When hotels, malls and airports reopened after Covid, something unexpected happened. Malls were among the first to call. Install the fragrance first, they said. Spaces that had spent months in anxiety and uncertainty wanted to feel calm again. Businesses wanted environments that reassured people the moment they walked in.
Suddenly, air mattered. And suddenly, the company that had spent years convincing people fragrance could shape an experience found itself at the top of reopening checklists.
Today, Chhabria is preparing for another bet.
Scentitude and the Next Bet: Entering India’s Perfume Market
After building a B2B scenting business, he has launched Scentitude, an artisanal perfume brand aimed directly at consumers. If Aerome was about scenting spaces, Scentitude is about scenting lives — taking the company’s fragrance expertise from hotels and airports into personal wardrobes.
The move drops him into one of India’s most crowded categories. And it’s a very different battlefield.
For one simple reason.
India’s perfume market is noisy, brand-heavy and brutally competitive. While global luxury houses dominate the premium tier, mass deodorant brands led by category leader Fogg have already expanded into perfumes. And then there is the brutal engine that powers the category: marketing budgets running into crores, an expensive shelf space and short attention spans. In comparison, Aerome grew quietly—one hotel lobby, one retail store, and one airport terminal at a time.
Scentitude, however, will not have that luxury.
The brand is entering a market where storytelling, packaging, distribution and celebrity endorsements often matter as much as the fragrance itself.
Which raises the obvious question: Can a B2B scent architect succeed in a B2C perfume war? Can Chhabria smell success again?
Marketing and branding experts say sniffing success will not be easy.
First, deodorant players—especially the likes of Fogg—already have a massive head start in nudging their existing users to upgrade from deo to perfume. Second, for a new consumer brand like Scentitude, brand awareness will be critical, and on this front, it still has ground to cover.

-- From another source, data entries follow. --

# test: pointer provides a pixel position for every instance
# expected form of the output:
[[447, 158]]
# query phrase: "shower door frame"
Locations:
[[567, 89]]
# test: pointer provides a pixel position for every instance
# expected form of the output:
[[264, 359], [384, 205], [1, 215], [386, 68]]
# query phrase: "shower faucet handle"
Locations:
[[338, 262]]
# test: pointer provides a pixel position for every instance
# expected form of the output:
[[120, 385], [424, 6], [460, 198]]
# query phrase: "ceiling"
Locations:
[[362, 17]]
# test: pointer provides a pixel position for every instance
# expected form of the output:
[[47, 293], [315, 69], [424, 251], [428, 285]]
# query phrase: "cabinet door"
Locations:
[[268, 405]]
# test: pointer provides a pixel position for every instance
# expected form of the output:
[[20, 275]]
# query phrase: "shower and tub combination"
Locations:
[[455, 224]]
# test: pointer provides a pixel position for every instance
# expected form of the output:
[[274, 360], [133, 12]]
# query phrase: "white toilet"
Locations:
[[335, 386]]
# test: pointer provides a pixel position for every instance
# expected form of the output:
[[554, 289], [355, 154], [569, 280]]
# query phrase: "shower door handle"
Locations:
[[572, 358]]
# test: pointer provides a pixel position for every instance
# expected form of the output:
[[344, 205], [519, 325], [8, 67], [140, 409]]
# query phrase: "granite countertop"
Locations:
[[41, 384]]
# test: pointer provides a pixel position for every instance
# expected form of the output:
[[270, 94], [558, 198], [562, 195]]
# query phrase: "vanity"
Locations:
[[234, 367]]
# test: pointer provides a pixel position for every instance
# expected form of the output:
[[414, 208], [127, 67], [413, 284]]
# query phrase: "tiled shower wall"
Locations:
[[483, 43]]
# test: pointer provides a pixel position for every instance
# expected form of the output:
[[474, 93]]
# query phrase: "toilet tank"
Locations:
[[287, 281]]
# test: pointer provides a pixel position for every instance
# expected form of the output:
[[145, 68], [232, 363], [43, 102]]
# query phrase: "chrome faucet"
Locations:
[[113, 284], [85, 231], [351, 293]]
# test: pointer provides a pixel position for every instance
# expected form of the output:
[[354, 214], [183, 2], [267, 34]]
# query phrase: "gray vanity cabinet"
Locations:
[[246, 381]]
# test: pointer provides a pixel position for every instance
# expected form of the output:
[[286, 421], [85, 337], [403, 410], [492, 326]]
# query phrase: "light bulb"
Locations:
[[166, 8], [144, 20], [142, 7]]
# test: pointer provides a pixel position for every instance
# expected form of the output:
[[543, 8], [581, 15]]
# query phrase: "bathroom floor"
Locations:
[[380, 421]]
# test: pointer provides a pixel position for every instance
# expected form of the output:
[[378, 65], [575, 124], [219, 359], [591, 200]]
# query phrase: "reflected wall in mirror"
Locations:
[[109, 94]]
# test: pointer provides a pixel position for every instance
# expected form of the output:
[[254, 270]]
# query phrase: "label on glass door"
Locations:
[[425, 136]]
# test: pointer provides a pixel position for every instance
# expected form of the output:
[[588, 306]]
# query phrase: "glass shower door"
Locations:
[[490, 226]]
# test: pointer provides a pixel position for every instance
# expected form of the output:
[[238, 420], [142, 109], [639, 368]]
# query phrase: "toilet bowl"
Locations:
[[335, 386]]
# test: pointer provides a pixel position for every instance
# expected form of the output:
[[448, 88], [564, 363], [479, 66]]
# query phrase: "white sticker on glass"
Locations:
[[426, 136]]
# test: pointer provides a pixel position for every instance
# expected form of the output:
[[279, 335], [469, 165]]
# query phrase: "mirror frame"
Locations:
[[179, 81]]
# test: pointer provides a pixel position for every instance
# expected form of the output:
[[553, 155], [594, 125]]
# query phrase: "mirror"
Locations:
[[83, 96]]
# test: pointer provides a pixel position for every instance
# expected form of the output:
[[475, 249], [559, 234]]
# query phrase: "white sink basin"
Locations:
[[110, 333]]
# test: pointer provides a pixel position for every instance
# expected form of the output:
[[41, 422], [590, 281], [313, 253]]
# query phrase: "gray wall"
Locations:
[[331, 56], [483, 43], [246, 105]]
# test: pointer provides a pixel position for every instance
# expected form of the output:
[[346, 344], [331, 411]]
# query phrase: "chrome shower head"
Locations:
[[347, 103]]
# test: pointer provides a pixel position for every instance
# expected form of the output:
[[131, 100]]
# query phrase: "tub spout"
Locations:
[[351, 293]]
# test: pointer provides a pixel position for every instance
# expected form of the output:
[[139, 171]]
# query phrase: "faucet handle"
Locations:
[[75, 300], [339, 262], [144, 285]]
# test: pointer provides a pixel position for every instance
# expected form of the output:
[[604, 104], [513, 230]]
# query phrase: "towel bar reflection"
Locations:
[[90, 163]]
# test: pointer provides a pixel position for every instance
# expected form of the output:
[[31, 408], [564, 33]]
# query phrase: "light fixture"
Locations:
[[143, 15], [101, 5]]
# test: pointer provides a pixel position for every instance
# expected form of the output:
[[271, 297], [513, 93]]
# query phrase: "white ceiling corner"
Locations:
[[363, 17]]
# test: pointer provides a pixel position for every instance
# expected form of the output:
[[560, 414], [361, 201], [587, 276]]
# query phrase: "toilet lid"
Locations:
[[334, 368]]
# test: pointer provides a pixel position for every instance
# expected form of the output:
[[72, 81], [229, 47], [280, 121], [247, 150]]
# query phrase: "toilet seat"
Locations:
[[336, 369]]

Third, unlike the B2B business Aerome built, the B2C fragrance market in India remains largely offline-driven, where distribution muscle and retailer push often matter more than brand pull.
Yet the opportunity is real. A new generation of Indian consumers is increasingly willing to explore well-crafted perfumes.
But that opportunity comes with a two-fold challenge. With limited awareness, the brand still lacks consumer pull. And to move products off shelves, it will have to incentivise retailers with attractive margins. “And this needs money, which is a premium for a bootstrapped brand,” she says. “You can’t play a consumer brand game without money.”
Chhabria, for his part, insists he is not competing with the existing players. India’s fast-growing perfume market may be crowded, but much of it still runs on a familiar formula—'inspired by’ scents, dupes and replica fragrances that mimic global bestsellers. “We want to challenge that playbook,” he says. Indian consumers, he believes, are ready for originality. “For years we have designed fragrances for spaces that shape how people feel,” he adds. Scentitude, says Chhabria, is about bringing that same craft to personal fragrance.
Yet every new bet carries its own uncertainty. What if nobody understands it? What if nobody notices it?
Chhabria smiles.
For years, people struggled to understand the idea of building a business around ambient scent. “I have spent most of my entrepreneurial life betting on things others could not smell yet,” he says.
The last time he did that, it ended up everywhere.